Следовательно, предмет существует в двойной форме: в форме вещи и в форме слова. Предмет есть всегда исторически, культурно детерминированная связка между словом и вещью, вещью и словом. Почему я это повторяю дважды? Потому что есть две связи: связь замещения — от объекта к слову, и связь отнесения — от слова к объекту.

Что же происходит с процессами мыследеятельности? Они всегда идут в двух параллельных плоскостях. В одной плоскости мы как бы изменяем материал самих вещей, а в другой плоскости, параллельно, мы работаем со словами или со знаками. И между тем и другим все время идет увязывание работы с вещами и работы со словами. Между словами и вещами существует пространство смыслов — развер­тываются смыслы, которые мы раскрываем за счет процессов понимания. Об этом я буду специально рассказывать.

Процесс мыследействия представляет собой несколько параллельных процессов. Можно сказать иначе: процесс мыследействия развертывается как несколько связанных между собой многоплоскостных процессов. Это всегда своего рода «этажерка». Причем задачи отличаются по своей сложности, по количеству языков, которые задействованы. И люди, с одной стороны, все время стремятся минимизировать число «надстроечных» плоскостей, с другой же стороны, число их постоянно растет, потому что возможности решения задач задаются новыми языками, включаемыми в этот процесс.

Скажем, алгебра отличается от геометрии тем, что в геометрии четыре языка, один над другим (поля, язык геометрических фигур или чертежей, которым мы замещаем поля, язык алгебраических обозначений, типа «отрезок AB», затем язык логических соотношений, выражаемых аксиомами или правилами, язык пропорций, без которого геометрия вообще была бы немыслима; в «Началах» Евклида книги жестко членятся: есть книга, посвященная работе с фигурами, чертежами, а другая книга — теория пропорций, то, что потом вылилось в язык теоретической арифметики), а в алгебре всего один язык, поэтому алгебра проще.

Отношения замещения и отнесения не формализуемы, это всегда делается «по интуиции». А работа в одном языке, в одной плоскости всегда формализуется, подчиняется определенным правилам. Если вы выучили правила преобразования алгебраических соотношений или правила дифференцирования и интегрирования, дальше работа идет формально. А что значит решать геометрическую задачу? Надо же понять, в каком чертежном виде представить исходно данную задачу, и на это формальных правил нет и быть не может. Поэтому здесь всегда нужен опыт работы.

Вернемся немного назад. Предмет есть всегда связка между вещью и словом. Это связка двойная, она состоит из движения от вещи к слову (связь замещения) и от слова к вещи (связь отнесения); т.е. здесь обязательно есть прямой переход и обратный переход.

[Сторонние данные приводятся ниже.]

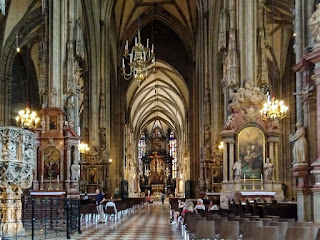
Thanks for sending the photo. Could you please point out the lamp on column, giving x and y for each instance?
(273, 109)
(83, 148)
(27, 119)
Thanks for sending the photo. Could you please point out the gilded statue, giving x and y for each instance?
(314, 23)
(237, 169)
(300, 144)
(268, 170)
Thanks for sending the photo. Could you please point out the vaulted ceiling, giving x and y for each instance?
(179, 14)
(162, 97)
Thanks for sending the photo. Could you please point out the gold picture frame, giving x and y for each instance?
(251, 151)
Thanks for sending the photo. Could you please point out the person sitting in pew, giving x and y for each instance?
(199, 206)
(181, 205)
(188, 208)
(213, 206)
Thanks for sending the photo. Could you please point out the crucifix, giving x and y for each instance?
(253, 178)
(50, 179)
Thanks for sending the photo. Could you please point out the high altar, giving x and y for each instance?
(251, 150)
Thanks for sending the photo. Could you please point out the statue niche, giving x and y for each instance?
(52, 158)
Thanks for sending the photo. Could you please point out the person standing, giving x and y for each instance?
(162, 198)
(99, 200)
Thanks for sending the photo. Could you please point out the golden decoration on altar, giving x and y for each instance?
(27, 119)
(221, 146)
(273, 109)
(83, 148)
(139, 58)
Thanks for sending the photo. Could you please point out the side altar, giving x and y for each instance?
(251, 148)
(57, 166)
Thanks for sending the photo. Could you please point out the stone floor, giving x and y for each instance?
(148, 222)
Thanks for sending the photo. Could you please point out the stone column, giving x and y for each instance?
(68, 148)
(316, 165)
(301, 172)
(298, 24)
(231, 153)
(276, 161)
(225, 161)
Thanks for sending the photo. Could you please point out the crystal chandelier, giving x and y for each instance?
(139, 58)
(83, 148)
(27, 119)
(273, 109)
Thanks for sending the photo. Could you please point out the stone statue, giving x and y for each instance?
(70, 110)
(314, 23)
(268, 170)
(230, 122)
(237, 169)
(53, 96)
(300, 144)
(75, 167)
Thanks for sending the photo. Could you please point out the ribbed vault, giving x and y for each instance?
(162, 98)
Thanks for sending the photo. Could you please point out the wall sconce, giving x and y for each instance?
(221, 146)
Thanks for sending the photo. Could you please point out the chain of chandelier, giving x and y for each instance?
(139, 59)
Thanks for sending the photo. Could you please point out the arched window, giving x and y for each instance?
(173, 153)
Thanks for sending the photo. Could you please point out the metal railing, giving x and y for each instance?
(41, 218)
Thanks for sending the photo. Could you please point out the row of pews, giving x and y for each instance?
(88, 210)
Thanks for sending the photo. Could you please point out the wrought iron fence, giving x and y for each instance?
(41, 218)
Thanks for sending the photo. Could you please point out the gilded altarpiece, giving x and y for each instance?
(249, 142)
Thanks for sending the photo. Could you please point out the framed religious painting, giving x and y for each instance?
(52, 158)
(251, 151)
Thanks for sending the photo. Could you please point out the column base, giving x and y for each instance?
(301, 172)
(304, 205)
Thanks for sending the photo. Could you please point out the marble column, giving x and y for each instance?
(231, 154)
(225, 161)
(298, 24)
(276, 161)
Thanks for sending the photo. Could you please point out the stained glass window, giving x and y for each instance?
(173, 153)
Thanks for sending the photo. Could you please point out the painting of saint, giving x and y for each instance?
(51, 162)
(251, 151)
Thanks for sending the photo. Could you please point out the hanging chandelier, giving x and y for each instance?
(83, 148)
(27, 119)
(139, 59)
(273, 109)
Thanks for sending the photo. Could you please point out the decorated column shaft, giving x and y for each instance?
(17, 162)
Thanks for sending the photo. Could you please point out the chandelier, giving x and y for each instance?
(27, 119)
(139, 58)
(83, 148)
(273, 109)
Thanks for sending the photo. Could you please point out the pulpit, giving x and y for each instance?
(57, 154)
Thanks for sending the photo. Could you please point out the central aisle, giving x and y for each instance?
(149, 222)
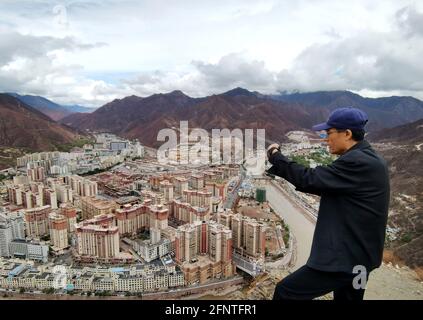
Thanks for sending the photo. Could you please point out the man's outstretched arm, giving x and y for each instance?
(341, 176)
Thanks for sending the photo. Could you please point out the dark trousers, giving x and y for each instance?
(307, 283)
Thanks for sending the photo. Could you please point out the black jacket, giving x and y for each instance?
(353, 212)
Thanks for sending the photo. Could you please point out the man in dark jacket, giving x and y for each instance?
(350, 229)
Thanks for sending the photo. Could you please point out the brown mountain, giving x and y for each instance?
(24, 126)
(408, 133)
(386, 112)
(142, 118)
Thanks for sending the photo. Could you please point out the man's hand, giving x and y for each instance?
(272, 149)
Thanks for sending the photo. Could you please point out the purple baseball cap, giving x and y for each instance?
(344, 118)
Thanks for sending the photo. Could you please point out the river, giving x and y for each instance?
(296, 217)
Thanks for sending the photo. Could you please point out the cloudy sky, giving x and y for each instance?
(91, 52)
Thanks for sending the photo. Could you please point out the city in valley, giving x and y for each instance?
(108, 219)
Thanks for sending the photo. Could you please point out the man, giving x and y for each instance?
(350, 229)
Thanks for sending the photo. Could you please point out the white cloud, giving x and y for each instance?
(52, 48)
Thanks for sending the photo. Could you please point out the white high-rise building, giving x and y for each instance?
(12, 226)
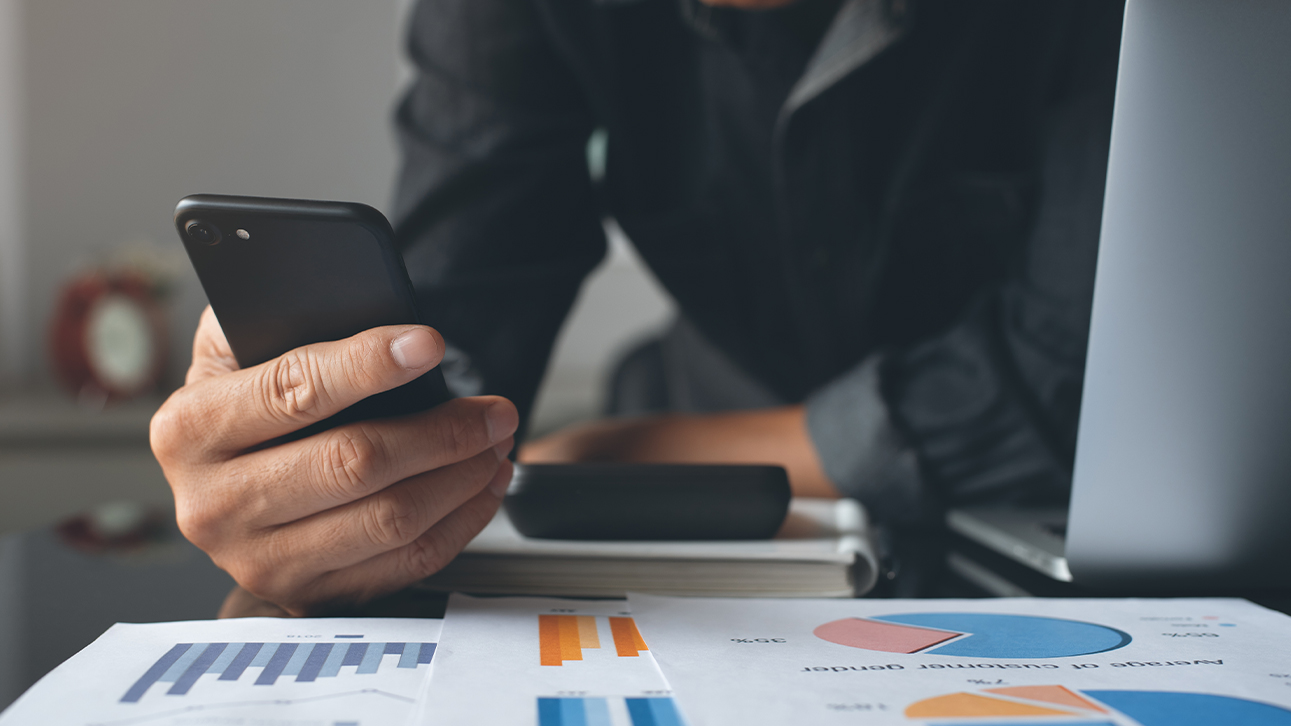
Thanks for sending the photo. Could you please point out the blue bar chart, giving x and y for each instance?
(600, 711)
(266, 664)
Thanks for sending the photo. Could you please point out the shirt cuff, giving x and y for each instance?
(863, 454)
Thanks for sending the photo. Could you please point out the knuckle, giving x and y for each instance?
(461, 435)
(391, 521)
(163, 432)
(171, 430)
(427, 556)
(253, 576)
(353, 461)
(291, 386)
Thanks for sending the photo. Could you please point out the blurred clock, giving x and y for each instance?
(107, 339)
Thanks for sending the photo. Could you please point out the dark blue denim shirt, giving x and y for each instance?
(892, 218)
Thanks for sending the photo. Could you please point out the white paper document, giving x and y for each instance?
(980, 662)
(256, 671)
(544, 662)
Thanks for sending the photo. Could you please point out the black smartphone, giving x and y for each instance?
(648, 501)
(284, 273)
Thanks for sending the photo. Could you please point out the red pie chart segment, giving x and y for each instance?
(886, 637)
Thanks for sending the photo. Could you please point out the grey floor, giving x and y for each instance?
(56, 601)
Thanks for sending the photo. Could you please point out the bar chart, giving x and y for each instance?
(1059, 705)
(563, 637)
(185, 663)
(655, 711)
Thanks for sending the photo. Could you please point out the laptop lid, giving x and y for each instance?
(1183, 469)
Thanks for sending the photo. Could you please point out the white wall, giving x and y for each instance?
(133, 103)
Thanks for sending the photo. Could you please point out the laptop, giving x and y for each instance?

И само мышление обязательно развертывается как многоплоскостное движение: сначала движение в объекте, потом движение в замещающих словах, потом в словах, замещающих слова, и т.д. И всегда параллельно.

На этом построено решение задач. Вот мы работаем, натыкаемся на непреодолимый барьер — мы перескакиваем на уровень замещающих слов, потом на следующий, пока не найдем решения, а потом двигаемся обратно к объекту. Я дальше покажу это на простом примере, но предварительно скажу, что смысл решения задач состоит в том, чтобы найти такой язык, в котором решение очевидно. Как только мы находим такой язык, мы находим решение.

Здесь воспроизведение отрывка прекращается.